Member of the National Assembly
- In office 11 October 2010 – 8 May 2026

Personal details
- Born: 13 May 1969 (age 57)
- Party: Fidesz
- Spouse: Ildikó Dankóné Kovács
- Children: Dóra Csanád Béla Máté Botond
- Profession: politician

= Béla Dankó =

Hungarian politician

Béla Dankó (born 13 May 1969) is a Hungarian politician, member of the National Assembly (MP) for Szarvas (Békés County Constituency V) from 2010 to 2014, and for Békés (Békés County Constituency II) from 2014 to 2026. He became MP after a by-election, replacing László Domokos, who was appointed President of the State Audit Office. Dankó was a member of the Committee on Local Government and Regional Development, the Committee on Sustainable Development, then the Agriculture Committee.

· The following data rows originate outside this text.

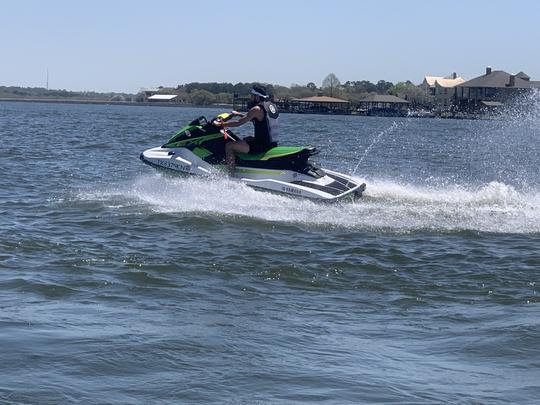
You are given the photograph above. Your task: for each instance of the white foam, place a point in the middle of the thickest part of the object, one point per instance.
(387, 206)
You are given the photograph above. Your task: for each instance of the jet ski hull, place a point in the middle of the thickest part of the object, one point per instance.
(326, 185)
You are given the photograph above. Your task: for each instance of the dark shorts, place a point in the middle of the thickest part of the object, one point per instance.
(255, 148)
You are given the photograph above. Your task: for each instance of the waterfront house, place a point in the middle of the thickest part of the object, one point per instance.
(441, 89)
(492, 89)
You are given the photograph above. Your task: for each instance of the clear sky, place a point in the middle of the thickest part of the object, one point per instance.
(119, 45)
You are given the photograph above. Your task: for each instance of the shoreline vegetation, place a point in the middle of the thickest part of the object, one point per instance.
(383, 98)
(213, 93)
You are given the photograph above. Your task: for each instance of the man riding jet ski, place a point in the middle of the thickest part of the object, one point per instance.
(200, 149)
(264, 115)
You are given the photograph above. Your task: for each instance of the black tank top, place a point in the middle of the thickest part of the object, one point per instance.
(267, 130)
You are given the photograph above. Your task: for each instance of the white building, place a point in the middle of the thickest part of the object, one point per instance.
(442, 89)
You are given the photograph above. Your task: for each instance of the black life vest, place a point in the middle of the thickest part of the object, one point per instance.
(267, 130)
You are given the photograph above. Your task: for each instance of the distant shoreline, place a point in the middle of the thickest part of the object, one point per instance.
(108, 102)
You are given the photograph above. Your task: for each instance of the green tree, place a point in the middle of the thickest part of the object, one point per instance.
(331, 83)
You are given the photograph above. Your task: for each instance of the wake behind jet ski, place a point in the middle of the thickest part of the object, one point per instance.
(199, 149)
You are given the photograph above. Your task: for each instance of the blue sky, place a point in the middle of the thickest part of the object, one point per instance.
(121, 45)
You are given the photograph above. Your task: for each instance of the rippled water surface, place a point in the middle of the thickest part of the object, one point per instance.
(122, 284)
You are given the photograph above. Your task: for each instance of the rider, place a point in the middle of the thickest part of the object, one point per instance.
(264, 115)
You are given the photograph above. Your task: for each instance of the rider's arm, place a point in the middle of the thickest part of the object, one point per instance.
(253, 113)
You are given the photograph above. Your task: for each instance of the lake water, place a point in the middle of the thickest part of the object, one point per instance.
(126, 285)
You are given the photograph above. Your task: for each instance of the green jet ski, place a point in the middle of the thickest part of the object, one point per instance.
(199, 149)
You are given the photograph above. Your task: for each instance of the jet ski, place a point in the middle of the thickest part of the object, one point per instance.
(199, 149)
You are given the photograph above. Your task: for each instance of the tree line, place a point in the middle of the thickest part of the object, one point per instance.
(41, 92)
(222, 93)
(209, 93)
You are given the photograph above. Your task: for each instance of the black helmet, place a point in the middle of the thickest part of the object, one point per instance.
(259, 91)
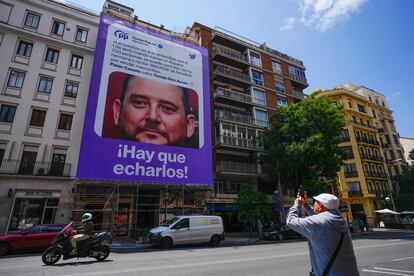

He also served as the mayor of Kondoros between 1999 and 2014.

Dankó was defeated by Tisza candidate Dávid Gombár in the 2026 Hungarian parliamentary election, thus he lost his parliamentary seat after 15 and a half years.

==Personal life==
He is married. His wife is Ildikó Dankóné Kovács. They have a daughter, Dóra and two sons, Csanád Béla and Máté Botond.